Re: oracle DB workflows

Posted: Tue May 03, 2016 1:30 pm
by Malcolm
Yo catt, query hints...

Are they generally the last option when doing query tuning? DBAs around here hate them.

Re: oracle DB workflows

Posted: Tue May 03, 2016 1:37 pm
by TheCatt
Yes, query hints are a last resort.

Re: oracle DB workflows

Posted: Fri May 06, 2016 2:55 pm
by Malcolm
This thread should be renamed, "Oracle: A Cautionary Tale of Overengineering."

We've got a job handled by the DBMS scheduler. It is presently, somehow, in a kind of quantum/Schrodinger state where it's:

1) running, because oracle says so when I try to drop the job or start it AND simultaneously
2) not running, because says so when I try to stop it

Re: oracle DB workflows

Posted: Fri May 06, 2016 3:05 pm
by TheCatt
Oracle's scheduler is mediocre at best. Jobs should be run and controlled through external schedulers.

I can't remember if I've run into that exact situation before, but I've had numerous other issues with that PoS in the past.

Re: oracle DB workflows

Posted: Fri May 06, 2016 3:40 pm
by Malcolm
TheCatt wrote:Oracle's scheduler is mediocre at best.
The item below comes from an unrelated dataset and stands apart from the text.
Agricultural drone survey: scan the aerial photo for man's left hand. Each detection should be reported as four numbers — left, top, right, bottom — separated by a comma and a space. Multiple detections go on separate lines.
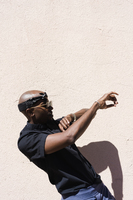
59, 115, 73, 131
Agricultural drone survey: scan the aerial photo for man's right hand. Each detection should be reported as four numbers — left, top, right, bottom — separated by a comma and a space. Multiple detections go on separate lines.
97, 92, 118, 109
Jobs should be run and controlled through external schedulers.

I can't remember if I've run into that exact situation before, but I've had numerous other issues with that PoS in the past.
Someone has.
UPDATE SCHEDULER$_JOB SET JOB_STATUS = 1...
We have the same problem. Restart of DB solve it.
EDIT: updating the job_status field worked.

Re: oracle DB workflows

Posted: Tue May 24, 2016 1:58 pm
by Malcolm
Do they simply not teach relational database theory anymore?

So we got some new DB workflows that've been having performance issues. Eventually I take a look at them.
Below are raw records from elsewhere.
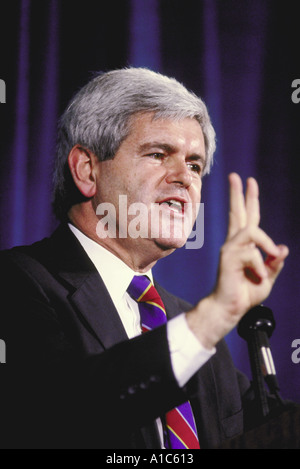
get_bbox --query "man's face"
[94,113,205,260]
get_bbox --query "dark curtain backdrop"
[0,0,300,402]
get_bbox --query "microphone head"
[237,305,276,340]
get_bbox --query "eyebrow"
[139,141,206,169]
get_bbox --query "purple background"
[0,0,300,402]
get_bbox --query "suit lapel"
[52,225,128,348]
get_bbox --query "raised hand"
[187,173,288,347]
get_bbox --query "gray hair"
[53,68,216,219]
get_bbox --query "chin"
[155,238,186,252]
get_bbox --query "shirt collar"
[68,223,153,301]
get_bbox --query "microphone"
[237,305,283,417]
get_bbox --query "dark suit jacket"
[0,225,253,449]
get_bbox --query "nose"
[166,157,192,187]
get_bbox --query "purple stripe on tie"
[139,303,167,329]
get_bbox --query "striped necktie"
[127,275,200,449]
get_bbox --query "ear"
[68,145,96,198]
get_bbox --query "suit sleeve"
[0,250,186,448]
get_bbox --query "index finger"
[245,177,260,226]
[228,173,247,237]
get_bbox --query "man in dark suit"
[0,69,288,449]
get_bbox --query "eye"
[147,152,165,160]
[188,163,202,174]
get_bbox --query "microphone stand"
[238,306,285,420]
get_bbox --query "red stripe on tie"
[166,409,200,449]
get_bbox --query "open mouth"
[159,199,184,214]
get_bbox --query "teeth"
[163,199,182,212]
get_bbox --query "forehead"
[126,113,205,153]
1) Missing indexes on FK columns
2) 2-4 joins conditions each that are hideous and causing repeated table scans and ultimately causing the DB jobs to die
3) Apply joins to an entire table when only a fraction of it is needed

This is supposed to be a joint effort spread out over 3 programmers. Every single one of their workflows fails due to those two conditions. That's potentially 3 "senior" engineers who should have the wherewithal to analyze SQL from a performance standpoint. None of them knew the jobs were failing, let along why, or how to fix them.

Today, one of them hands me a script to modify a single column datatype in a single table. The script drops the table and all associated objects, then recreates them with the one column difference.
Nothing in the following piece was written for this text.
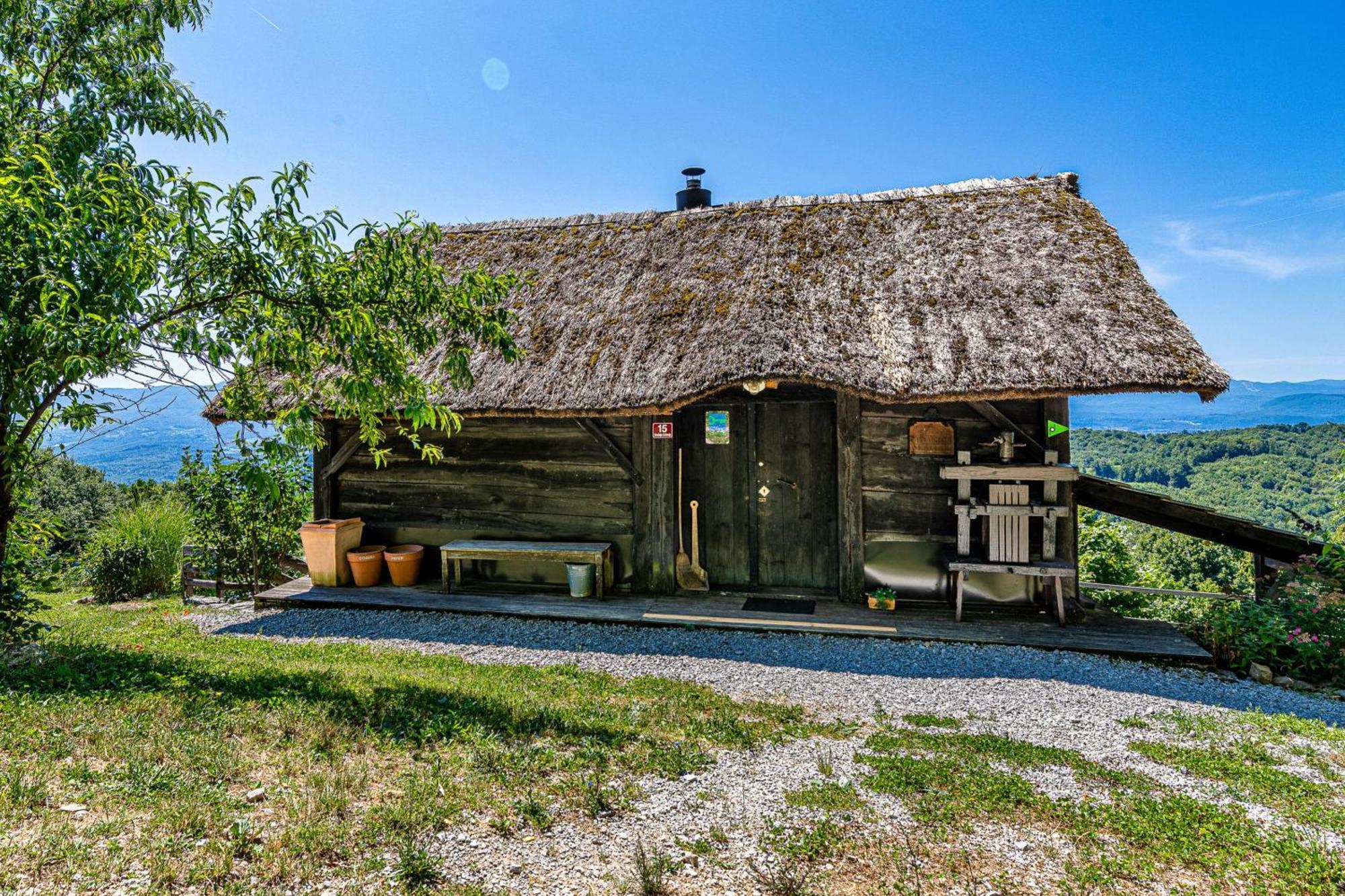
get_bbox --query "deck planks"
[257,579,1213,666]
Malcolm: Why are you dropping and recreating the entire table and all its indexes to fix one column?
Other guy: Otherwise I have to write the script by hand. Toad generated this one for me.
Malcolm: ...
...
...
...

Re: oracle DB workflows

Posted: Tue May 24, 2016 2:07 pm
by TheCatt
You know what I've found out... being a SQL God pays well.

Re: oracle DB workflows

Posted: Tue May 24, 2016 2:16 pm
by Malcolm
I'm thinking their SQL skills are barely above basic. I showed one of them a view I made that raided the sys table and column views in a semi-clever manner. It was like I was showing him the Rosetta Stone.